Data Protection Considerations
Quantra processes documents that may contain sensitive information. The platform is built around the assumption that an organisation deploys it in an environment it controls, so that document content does not leave the organisation's perimeter unless an explicit datasource (such as Box or SharePoint) chooses to bring it in. Inside that perimeter, several mechanisms help organisations meet their data-protection obligations:
- On-premises and private-cloud deployment. Quantra runs as a self-hosted application; document data does not need to leave the deployment boundary.
- Personally Identifiable Information (PII) detection and redaction. The PII Detect tool, the Review (Q-DACT) tool, and the SAR Release tool together provide a workflow for finding, reviewing, and applying redactions. See Tools.
- Project-level access control. The three permission levels described above ensure that only users with an explicit grant can access a project, its canvas, its results, or its audit log.
- Project isolation. Each project is its own canvas, execution history, and audit log; there is no implicit cross-project data sharing.
- Document lifecycle. Deleting a project removes the canvas, the execution history, and the schedules. Source files held inside an upstream system are not deleted by Quantra.
- Subject Access Request (SAR) workbenches. Q-SAR and Q-NHS-SAR provide a defensible review workflow for SARs under the General Data Protection Regulation (GDPR). See Workbenches.

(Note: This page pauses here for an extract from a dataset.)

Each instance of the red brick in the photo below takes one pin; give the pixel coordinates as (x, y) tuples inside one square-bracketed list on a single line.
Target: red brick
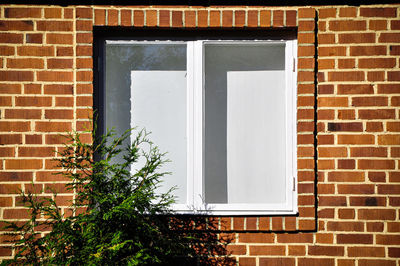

- Record of Processing Activities (RoPA). Q-RoPA maintains the GDPR Article 30 register of processing activities. See Workbenches.
Compliance
Quantra's security features are designed to give an organisation the building blocks it needs to meet a range of regulatory and industry frameworks. The platform itself is not certified against any specific standard, but the features described above — strong authentication with enforceable Multi-Factor Authentication, role-based access control with three permission levels, transport encryption with mutual Transport Layer Security, configurable inactivity timeouts, brute-force and code-grinding rate limits, an immutable audit log, and a structured approach to PII review and redaction — correspond to common requirements in frameworks such as International Organization for Standardization (ISO) 27001, Service Organization Control (SOC) 2, and GDPR.